UK Garage is splintering into ever more narrow, 'dark' underground sub-genres as the majors continue to loose interest, the 'bouncement' frequencies of UK hip-hop artists are getting heavier and heavier and Dizzee Rascal is ready to blow with a sound that uses bass where the more conventional would opt for beats.
Berlin still emits a low electronic pulse somewhere between Jamaican dub as we know it and techno as it was defined in Detroit and dancehall is rougher and fresher than it has been in years. It's this backdrop that best introduces the latest album from sometime Techno Animal, Kevin Martin recording under his Bug moniker with the assistance of a motley bunch of ruffnecks, rastas and raggamuffins on hand to rinse things out.
'Pressure' brings together talents as diverse as New Flesh's Toastie Taylor with London poet and Attica Blues collaborator Roger Robinson and ragga veteran Daddy Freddy. Not on the same tracks, thankfully, but on a collection that runs from gentle electronic dub to punishing mutant dancehall techno. This album, on Aphex's Rephlex label here in the UK, has been licensed by Kid 606's Tigerbeat 6 label in the U.S. and delivers innovation on the level these kind of sponsors ought to guarantee.
'Politicians & Paedophiles' sets out a pretty uncompromising stall for the 11 tracks that follow it as Daddy Freddy fires incomprehensible political ire in all directions and the bass pounds in time to the dancehall piston. Incredibly, he's even more ferocious on 'Run The Place Red'. A hugely distorted Toastie Taylor turns basslines into cluster bombs on the elastic soundstystem mash up of 'Beats, Bombs, Bass, Weapons' whilst securing himself a dancehall career if he ever tires of New Flesh.
Relative light relief comes with Roger Robinson's spoken word contributions, even if Martin still manages to construct pretty seismic digital structures around his words. 'Executor' sounds like Linton Kwesi Johnson on a Kingston crack binge, 'Thief Of Dreams' and 'Living Dub' like a sexed up and stoned Basic Channel respectively.

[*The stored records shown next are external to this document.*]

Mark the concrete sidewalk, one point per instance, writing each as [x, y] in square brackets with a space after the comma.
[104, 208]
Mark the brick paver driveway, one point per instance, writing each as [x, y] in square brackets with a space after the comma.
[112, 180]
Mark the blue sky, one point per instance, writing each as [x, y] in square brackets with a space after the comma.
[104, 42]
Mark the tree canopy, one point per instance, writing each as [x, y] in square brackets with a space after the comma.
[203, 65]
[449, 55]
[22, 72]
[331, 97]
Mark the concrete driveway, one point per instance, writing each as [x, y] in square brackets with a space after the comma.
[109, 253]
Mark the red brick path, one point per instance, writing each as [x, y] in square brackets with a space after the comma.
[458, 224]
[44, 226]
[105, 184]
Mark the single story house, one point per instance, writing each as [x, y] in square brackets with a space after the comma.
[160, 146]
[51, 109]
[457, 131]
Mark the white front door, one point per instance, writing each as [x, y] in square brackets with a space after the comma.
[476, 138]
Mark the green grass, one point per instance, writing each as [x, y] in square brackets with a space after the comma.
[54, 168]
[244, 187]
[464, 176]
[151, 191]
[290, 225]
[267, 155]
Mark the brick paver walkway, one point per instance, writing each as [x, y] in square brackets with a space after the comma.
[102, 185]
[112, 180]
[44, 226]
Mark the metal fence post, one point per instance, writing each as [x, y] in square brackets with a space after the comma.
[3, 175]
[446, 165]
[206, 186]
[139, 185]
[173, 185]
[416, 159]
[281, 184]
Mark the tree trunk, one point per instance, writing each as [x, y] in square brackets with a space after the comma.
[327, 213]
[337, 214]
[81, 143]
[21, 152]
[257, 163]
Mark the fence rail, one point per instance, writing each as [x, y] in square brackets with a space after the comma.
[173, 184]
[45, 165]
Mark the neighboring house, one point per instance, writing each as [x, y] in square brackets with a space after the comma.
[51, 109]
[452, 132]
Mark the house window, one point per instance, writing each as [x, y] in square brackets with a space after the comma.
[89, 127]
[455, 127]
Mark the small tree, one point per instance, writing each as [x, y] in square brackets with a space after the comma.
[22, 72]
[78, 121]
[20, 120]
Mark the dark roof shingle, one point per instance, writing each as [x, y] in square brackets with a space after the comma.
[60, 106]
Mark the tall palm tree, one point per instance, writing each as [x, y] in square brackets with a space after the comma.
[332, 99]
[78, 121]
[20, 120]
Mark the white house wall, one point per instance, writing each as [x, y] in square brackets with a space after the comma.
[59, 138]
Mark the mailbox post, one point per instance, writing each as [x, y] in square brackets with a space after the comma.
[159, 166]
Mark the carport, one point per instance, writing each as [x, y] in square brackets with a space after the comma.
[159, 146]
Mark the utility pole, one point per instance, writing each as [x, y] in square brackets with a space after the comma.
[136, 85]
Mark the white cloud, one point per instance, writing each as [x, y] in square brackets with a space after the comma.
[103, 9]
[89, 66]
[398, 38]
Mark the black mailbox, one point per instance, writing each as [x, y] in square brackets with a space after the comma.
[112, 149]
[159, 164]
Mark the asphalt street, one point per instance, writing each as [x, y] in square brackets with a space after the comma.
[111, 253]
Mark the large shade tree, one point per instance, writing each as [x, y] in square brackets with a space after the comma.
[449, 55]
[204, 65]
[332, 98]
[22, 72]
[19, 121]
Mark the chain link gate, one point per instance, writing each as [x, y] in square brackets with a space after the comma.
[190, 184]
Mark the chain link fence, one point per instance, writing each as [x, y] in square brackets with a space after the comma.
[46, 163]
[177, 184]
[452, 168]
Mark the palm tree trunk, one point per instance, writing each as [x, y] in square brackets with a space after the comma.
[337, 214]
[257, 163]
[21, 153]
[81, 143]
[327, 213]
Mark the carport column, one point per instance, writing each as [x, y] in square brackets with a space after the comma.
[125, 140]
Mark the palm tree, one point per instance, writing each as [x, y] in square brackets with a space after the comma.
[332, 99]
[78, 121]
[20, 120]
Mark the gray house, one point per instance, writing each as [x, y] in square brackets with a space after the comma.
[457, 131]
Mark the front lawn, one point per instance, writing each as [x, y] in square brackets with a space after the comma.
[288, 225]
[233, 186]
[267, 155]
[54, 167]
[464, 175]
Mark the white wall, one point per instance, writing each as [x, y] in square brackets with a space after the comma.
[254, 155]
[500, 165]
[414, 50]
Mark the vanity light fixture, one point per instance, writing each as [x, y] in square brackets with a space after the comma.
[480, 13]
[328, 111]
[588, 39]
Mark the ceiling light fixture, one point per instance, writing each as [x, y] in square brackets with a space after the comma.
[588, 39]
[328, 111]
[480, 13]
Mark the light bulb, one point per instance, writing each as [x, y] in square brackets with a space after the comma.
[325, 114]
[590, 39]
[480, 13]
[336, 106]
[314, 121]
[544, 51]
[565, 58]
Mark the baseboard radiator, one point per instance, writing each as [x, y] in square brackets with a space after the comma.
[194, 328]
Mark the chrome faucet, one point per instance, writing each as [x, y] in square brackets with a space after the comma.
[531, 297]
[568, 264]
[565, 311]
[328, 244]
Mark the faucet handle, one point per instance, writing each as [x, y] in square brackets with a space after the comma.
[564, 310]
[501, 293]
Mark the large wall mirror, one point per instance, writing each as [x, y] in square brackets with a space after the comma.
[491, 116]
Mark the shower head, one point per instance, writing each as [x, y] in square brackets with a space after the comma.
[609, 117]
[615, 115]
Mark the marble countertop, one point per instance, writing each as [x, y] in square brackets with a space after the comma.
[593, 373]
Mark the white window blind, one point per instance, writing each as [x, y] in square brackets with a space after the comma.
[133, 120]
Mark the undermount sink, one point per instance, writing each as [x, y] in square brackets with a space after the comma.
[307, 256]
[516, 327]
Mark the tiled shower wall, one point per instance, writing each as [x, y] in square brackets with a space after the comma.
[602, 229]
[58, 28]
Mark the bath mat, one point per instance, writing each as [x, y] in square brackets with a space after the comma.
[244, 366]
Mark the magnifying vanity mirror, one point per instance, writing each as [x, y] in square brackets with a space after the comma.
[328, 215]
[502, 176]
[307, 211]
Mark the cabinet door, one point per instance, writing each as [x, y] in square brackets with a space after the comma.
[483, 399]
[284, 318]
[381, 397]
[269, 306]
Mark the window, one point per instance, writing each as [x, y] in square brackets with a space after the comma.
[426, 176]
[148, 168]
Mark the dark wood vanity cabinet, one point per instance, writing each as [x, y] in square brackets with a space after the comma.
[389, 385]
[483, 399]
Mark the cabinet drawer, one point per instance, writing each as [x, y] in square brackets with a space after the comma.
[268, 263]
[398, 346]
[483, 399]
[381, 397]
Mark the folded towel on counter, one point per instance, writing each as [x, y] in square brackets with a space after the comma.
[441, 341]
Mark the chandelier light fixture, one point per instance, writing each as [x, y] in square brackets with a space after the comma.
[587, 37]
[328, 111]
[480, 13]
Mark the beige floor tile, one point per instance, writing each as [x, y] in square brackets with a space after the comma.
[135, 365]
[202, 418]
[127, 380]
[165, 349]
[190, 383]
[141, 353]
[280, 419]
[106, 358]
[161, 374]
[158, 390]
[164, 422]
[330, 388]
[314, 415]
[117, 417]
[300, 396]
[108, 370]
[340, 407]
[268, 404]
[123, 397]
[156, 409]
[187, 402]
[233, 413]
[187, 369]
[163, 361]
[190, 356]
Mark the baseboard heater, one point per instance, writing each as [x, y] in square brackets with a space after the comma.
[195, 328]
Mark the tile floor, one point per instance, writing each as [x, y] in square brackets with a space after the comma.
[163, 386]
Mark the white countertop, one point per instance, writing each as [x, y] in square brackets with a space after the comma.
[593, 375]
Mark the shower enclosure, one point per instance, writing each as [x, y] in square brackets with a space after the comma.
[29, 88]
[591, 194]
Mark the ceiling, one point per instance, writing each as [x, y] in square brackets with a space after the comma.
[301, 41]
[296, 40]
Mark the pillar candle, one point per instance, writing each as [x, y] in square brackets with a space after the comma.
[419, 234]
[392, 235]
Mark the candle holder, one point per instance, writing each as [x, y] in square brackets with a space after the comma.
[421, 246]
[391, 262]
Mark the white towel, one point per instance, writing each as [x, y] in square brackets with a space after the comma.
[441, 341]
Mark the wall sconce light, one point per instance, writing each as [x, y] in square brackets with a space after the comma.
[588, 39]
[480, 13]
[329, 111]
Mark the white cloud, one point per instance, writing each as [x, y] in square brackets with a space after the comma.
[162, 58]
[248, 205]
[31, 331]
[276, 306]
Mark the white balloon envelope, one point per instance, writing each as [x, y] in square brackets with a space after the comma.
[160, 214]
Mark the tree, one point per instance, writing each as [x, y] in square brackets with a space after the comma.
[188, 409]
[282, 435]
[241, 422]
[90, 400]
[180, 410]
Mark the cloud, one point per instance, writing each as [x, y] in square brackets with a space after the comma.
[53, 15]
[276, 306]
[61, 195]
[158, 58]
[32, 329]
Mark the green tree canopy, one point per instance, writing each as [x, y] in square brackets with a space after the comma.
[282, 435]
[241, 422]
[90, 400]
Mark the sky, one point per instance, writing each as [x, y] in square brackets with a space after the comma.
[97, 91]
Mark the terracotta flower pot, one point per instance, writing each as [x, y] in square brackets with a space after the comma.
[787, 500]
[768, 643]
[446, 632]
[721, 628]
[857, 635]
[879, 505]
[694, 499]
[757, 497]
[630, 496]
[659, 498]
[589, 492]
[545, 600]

Bass, then, is what it's all about - a fantastically pure expression of the power of the frequency to trigger response. Happily this album shuns the heard mentality of UK clubland's foremost bass scientists. Instead it proves a subsonic soundtrack for everyone from the breakbeat Garage heads to the techno boffins and, most importantly, the dancehall. Bass up, treble down.